Milano’yu terk ettikten sonra Mantova’da dönemin ressamlarının eserlerini toplamaya meraklı Isabella d’Este’nin bir portresi üzerinde çalışmaya başladı ancak 1501’de Venedik’e gidince Isabella d’Este’nin tüm ısrarlarına ve mektuplarına rağmen eseri tamamlamadı.

Venedik’te Osmanlılar’a karşı kullanılmak üzere çeşitli projeler (Isonzo Vadisi’nde hareketli bir bent kurmak, Osmanlı gemilerinin altını delmek için dalgıç kullanmak gibi) geliştirdi ancak hiçbiri uygulanmayınca Floransa’ya geçti.
Bir manastır için Meryem ve Çocuk İsa Azize Anna İle Birlikte adıyla bilinen ve Londra’daki Ulusal Galeri’de bulunan taslağı hazırladıysa da, Cesare Borgia’dan aldığı mühendislik teklifi üzerine bu eseri de yarım bıraktı. Papa 6. Alexander’ın oğlu Cesare Borgia hizmetinde askeri mühendis olarak çalıştı, haritalar çizdi.

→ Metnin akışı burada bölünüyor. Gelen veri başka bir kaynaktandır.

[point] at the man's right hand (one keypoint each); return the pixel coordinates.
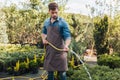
(45, 42)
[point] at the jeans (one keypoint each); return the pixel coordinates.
(62, 75)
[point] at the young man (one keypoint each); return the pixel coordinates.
(56, 31)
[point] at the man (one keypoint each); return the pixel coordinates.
(56, 31)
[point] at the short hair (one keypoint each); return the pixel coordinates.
(53, 6)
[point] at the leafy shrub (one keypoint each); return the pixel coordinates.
(97, 73)
(109, 60)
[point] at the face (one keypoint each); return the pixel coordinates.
(53, 13)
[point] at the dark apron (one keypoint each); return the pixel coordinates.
(55, 60)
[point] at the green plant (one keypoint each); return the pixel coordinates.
(109, 60)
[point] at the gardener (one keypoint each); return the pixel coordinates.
(56, 31)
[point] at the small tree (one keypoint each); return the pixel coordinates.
(100, 35)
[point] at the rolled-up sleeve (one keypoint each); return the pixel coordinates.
(65, 31)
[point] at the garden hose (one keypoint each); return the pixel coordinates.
(74, 54)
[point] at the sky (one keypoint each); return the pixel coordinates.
(73, 6)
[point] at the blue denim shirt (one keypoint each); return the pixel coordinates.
(61, 24)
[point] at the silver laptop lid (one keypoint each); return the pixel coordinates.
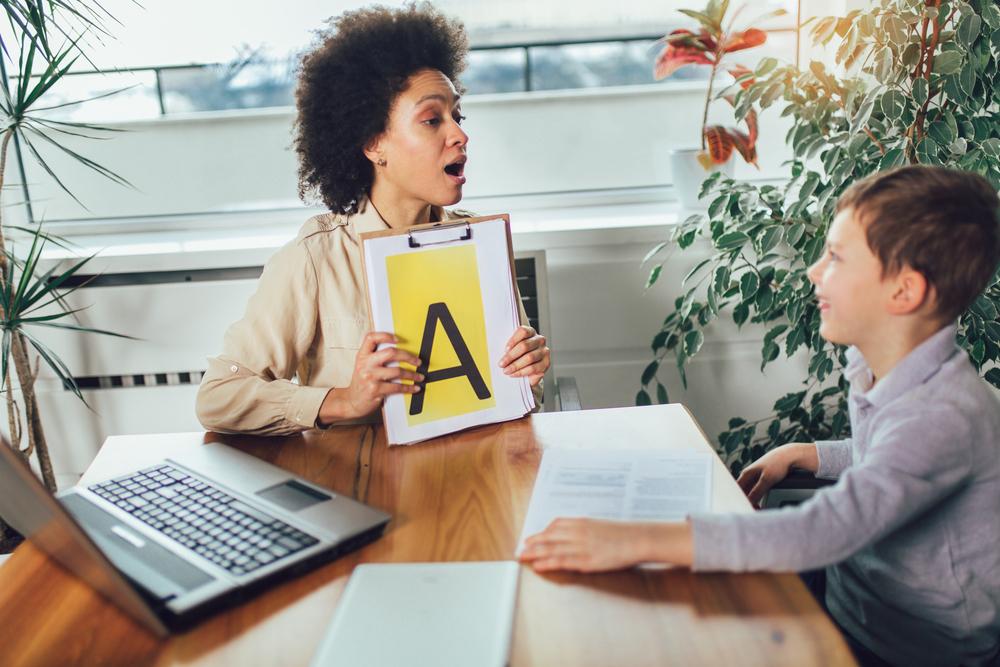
(423, 615)
(28, 506)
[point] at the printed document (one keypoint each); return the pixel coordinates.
(621, 485)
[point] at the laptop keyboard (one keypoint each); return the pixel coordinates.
(203, 518)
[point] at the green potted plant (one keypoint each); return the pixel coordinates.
(715, 39)
(913, 81)
(30, 297)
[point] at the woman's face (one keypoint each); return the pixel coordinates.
(423, 145)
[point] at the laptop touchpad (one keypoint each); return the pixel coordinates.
(293, 496)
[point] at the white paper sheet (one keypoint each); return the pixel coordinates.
(511, 397)
(619, 485)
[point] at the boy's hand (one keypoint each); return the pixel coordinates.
(588, 545)
(584, 545)
(758, 477)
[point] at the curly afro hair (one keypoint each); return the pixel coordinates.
(348, 84)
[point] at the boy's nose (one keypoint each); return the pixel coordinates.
(812, 273)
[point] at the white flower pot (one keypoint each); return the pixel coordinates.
(688, 175)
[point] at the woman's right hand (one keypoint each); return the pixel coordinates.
(758, 477)
(373, 379)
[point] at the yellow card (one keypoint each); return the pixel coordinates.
(437, 313)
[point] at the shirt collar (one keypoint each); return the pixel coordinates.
(915, 368)
(367, 219)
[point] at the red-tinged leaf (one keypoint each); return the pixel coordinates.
(702, 40)
(672, 58)
(738, 71)
(719, 143)
(751, 121)
(744, 40)
(745, 147)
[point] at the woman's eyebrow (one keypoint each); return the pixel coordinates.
(439, 96)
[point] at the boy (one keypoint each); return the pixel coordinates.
(910, 533)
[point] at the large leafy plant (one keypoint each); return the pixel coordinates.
(716, 38)
(49, 35)
(912, 81)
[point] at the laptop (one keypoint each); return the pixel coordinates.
(176, 541)
(423, 615)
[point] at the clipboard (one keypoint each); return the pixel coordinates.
(448, 292)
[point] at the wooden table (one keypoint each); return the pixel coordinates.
(458, 498)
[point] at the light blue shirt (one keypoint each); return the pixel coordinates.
(911, 529)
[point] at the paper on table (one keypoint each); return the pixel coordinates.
(621, 485)
(455, 297)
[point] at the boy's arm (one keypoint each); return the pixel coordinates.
(914, 461)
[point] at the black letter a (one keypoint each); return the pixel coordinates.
(466, 367)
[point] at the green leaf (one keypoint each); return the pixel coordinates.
(795, 234)
(650, 372)
(740, 314)
(893, 103)
(765, 66)
(770, 240)
(693, 340)
(991, 147)
(748, 285)
(968, 30)
(941, 132)
(948, 62)
(927, 151)
(731, 241)
(654, 275)
(892, 158)
(978, 351)
(883, 64)
(706, 21)
(895, 29)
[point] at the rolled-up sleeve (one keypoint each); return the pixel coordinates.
(834, 457)
(249, 387)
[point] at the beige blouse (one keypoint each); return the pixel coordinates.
(306, 321)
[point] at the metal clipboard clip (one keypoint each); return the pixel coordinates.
(466, 236)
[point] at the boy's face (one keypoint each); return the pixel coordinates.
(850, 290)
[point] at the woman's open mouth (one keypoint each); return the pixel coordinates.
(456, 171)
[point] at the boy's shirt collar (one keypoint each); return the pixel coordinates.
(915, 368)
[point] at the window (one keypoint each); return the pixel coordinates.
(518, 45)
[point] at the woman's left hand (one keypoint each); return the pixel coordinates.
(527, 355)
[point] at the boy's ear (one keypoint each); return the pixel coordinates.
(911, 292)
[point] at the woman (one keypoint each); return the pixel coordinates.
(380, 142)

Cesare’den ayrıldığı sırada II. Bayezid’e, Haliç üstünde bir köprü, yel değirmeni inşaatı gibi projelerinden bahseden bir mektup yazdığı bilinir.

Floransa’ya döndüğünde Pisa ve Floransa arasında savaş vardı. Floransa’dan Pisa’ya doğru akan Arno Irmağı’nın yatağını değiştirerek şehri susuz bırakmayı planladı ancak plan başarılı olmadı.

Arno Nehri yatağı üzerindeki çalışmalardan sonra Anghiarai Savaşı adlı duvar resmi üzerinde çalıştı. 1440’ta Floransa’nın Milano’ya karşı kazandığı zaferi konu alan bu resim üzerinde çalışırken karşı duvarda da Cascina Savaşı adlı resim için Mikelanj çalışıyordu. İki sanatçı arasındaki çekişme “Savaşların Savaşı” halini aldı. Eser henüz tamamlanmadan Fransa Kralı tarafından Milano’ya çağrılan Leonardo, bir süre iki şehir arasında mekik dokuduysa da sonunda resmi yarım bırakmak zorunda kaldı. (Rakibi Mikelanj da Roma’ya çağrıldığı için kendi resmini yarım bırakmak zorunda kalmıştı.)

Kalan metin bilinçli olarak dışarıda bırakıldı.